This is not something you won’t find elsewhere on the web, but it is my take on making Caddy and WordPress play nice. Assuming an Ubuntu 22.04 VM, we follow the site instructions to install Caddy.
Next, we install PHP-FPM (the FastCGI server for PHP) and other required libraries
sudo apt install php8.1-fpm php-pear php-bcmath php-curl \
php-imagick php-intl php-json php-mbstring \
php-mysql php-xml php-zip
Now we are ready to configure /etc/caddy/Caddyfile to work with PHP-FPM
website-test.example.net {
tls hostmaster@example.com
root * /usr/share/caddy/wordpress
file_server
encode zstd gzip
php_fastcgi unix//run/php/php8.1-fpm.sock
@disallowed {
path /xmlrpc.php
path *.sql
path /wp-content/uploads/*.php
}
rewrite @disallowed '/index.php'
}
The trickiest line for me in the above configuration was the file URL for php_fastcgi. Not exactly in the format I expected. This configuration assumes that we have unpacked WordPress in /usr/share/caddy/wordpress . Keep in mind that php-fpm runs as UID:GID www-data:www-data so you may want to sudo chown -R www-data:www-data /usr/share/caddy/wordpress
We are still missing a database.
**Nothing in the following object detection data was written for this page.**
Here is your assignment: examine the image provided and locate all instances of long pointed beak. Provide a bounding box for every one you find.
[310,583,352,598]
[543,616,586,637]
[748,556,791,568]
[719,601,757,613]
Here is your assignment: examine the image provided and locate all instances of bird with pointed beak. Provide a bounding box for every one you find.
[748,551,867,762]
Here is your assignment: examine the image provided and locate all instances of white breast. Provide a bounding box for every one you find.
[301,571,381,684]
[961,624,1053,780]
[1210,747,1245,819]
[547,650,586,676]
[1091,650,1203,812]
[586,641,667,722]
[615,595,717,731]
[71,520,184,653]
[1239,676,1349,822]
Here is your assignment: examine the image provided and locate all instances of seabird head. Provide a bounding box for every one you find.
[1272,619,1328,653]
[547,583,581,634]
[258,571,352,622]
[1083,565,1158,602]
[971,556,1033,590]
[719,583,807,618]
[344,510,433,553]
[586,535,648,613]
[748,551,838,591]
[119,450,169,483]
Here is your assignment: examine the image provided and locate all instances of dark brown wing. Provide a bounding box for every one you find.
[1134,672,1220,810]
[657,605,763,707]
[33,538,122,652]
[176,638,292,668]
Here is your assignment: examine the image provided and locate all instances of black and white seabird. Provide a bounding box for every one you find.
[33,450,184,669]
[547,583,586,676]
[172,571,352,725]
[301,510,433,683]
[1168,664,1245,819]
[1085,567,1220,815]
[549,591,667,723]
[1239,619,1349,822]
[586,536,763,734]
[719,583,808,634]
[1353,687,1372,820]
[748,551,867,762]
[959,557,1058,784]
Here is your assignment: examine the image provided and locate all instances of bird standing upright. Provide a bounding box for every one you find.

If you do not want to mess much with installing MariaDB, you can use something like the following docker-compose.yaml:
# docker-compose up -d
version: '3.1'
services:
mysql:
image: mariadb:10.11.7
restart: always
ports:
- "3306:3306"
environment:
MYSQL_DATABASE: wordpress-database
MYSQL_USER: wordpress-user
MYSQL_ROOT_PASSWORD: PASSWORD
MYSQL_PASSWORD: PASSWORD
volumes:
- mysql:/var/lib/mysql
volumes:
mysql:
You now only need to edit wp-config.php to set the database settings and the salt keys and you are all set to play.
PS: I’ve read a number of posts on the web before reaching to the summary above. I did not keep track at the time for proper citation.